Google said its data centres in Taiwan and Singapore have gone online to cater to the growing number of Internet users in Asia.
The Internet giant said in 2011 that it planned its first Asian data centres in Hong Kong, Taiwan and Singapore, but has since backed away from Hong Kong citing the inability to scale its operations there. "Unfortunately, there is a lack of land for expansion in Hong Kong," said Google spokesman Taj Meadows.
The data centre in Changhua County, Taiwan, is the larger of the two Asian facilities. Google will invest US$600 million there, wrote Joe Kava, VicePresident, Data Centres, Google, in a blog post on Tuesday. This is twice the $300 million investment the company had announced when it broke ground for the centre, Meadows said. The data centre employs 60 full-time staff besides part-time and full-time contract staff.
At the Taiwan data centre the cooling system chills water at night, when ambient temperatures are lower, storing it in large insulated tanks before pumping it through the facility to cool servers during the day, he said.
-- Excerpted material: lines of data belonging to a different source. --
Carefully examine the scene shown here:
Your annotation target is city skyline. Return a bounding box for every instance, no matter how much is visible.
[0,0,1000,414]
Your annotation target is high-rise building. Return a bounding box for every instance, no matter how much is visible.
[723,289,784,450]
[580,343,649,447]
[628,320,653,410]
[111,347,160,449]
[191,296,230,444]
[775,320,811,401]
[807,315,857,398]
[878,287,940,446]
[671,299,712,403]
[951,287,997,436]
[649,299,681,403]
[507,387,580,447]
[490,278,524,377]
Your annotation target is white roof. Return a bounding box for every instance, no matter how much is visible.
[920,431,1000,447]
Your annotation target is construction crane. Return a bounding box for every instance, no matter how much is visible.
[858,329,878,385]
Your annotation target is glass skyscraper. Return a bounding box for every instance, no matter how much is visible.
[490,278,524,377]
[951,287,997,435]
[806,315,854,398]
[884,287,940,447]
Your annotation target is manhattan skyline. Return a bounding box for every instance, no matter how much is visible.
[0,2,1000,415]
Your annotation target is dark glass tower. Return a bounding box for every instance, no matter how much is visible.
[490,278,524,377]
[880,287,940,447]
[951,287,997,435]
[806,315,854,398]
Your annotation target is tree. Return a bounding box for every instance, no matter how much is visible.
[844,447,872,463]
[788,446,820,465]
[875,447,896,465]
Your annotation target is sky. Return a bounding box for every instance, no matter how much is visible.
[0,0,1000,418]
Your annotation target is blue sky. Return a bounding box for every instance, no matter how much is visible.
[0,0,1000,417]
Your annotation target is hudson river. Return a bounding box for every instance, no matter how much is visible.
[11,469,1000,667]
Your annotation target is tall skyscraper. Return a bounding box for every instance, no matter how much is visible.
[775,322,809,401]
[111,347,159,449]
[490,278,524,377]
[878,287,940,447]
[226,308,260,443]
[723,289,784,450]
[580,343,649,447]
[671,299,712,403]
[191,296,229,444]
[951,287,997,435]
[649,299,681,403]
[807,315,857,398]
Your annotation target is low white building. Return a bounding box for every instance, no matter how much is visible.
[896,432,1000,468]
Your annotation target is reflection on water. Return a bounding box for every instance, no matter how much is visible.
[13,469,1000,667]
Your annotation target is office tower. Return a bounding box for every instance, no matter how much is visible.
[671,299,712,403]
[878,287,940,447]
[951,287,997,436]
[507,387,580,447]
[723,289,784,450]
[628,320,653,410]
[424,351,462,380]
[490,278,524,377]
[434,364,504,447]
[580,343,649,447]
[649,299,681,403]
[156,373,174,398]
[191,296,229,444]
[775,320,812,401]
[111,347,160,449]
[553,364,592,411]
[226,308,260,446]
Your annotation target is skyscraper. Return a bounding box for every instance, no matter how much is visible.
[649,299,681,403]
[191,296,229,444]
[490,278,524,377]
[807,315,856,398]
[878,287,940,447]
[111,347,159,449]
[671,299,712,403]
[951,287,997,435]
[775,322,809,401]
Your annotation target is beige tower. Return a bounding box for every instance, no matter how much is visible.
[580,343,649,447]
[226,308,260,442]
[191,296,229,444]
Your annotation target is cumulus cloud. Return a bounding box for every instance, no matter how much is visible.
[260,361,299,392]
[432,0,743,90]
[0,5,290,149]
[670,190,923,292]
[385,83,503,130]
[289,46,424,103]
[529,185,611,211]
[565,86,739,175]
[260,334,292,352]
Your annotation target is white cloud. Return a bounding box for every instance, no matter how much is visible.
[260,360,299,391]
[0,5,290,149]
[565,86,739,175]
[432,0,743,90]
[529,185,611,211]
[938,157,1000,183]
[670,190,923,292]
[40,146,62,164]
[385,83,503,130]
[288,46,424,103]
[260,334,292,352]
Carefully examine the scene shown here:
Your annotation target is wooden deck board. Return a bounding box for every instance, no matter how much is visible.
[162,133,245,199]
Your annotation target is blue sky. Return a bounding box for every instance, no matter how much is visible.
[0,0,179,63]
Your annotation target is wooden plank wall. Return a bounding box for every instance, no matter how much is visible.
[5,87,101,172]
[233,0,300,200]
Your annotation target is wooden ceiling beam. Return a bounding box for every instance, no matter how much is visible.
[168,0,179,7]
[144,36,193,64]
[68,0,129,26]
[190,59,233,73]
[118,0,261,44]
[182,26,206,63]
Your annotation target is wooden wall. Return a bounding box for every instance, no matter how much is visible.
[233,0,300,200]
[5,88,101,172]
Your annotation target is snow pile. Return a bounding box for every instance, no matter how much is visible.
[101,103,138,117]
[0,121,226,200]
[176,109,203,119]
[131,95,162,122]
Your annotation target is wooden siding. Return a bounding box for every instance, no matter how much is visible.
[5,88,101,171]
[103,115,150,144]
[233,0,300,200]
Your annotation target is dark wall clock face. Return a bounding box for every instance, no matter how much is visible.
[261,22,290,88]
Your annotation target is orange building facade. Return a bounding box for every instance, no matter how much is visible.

Demand for the data centres is being driven by mobile Internet users. "Between July and September of this year alone, more than 60 million people in Asia landed on the mobile internet for the first time," wrote Kava, citing data from an Ericsson report in November. "That's almost two Canadas, or three Australias," Kava wrote. The growth in Asia is not likely to slow for some time as the majority of people that have yet to come online are in Asia, he added.
While the Taiwan data centre is on 15 hectares of land, the Singapore data centre in Jurong West is built on a smaller area of close to 2.5 hectares. It is designed as Google's first urban, multi-story data centre, and is in the neighborhood of a local primary school and publicly-run housing. Google announced an investment of $120 million in the Singapore data centre when breaking ground at the site, Meadows said.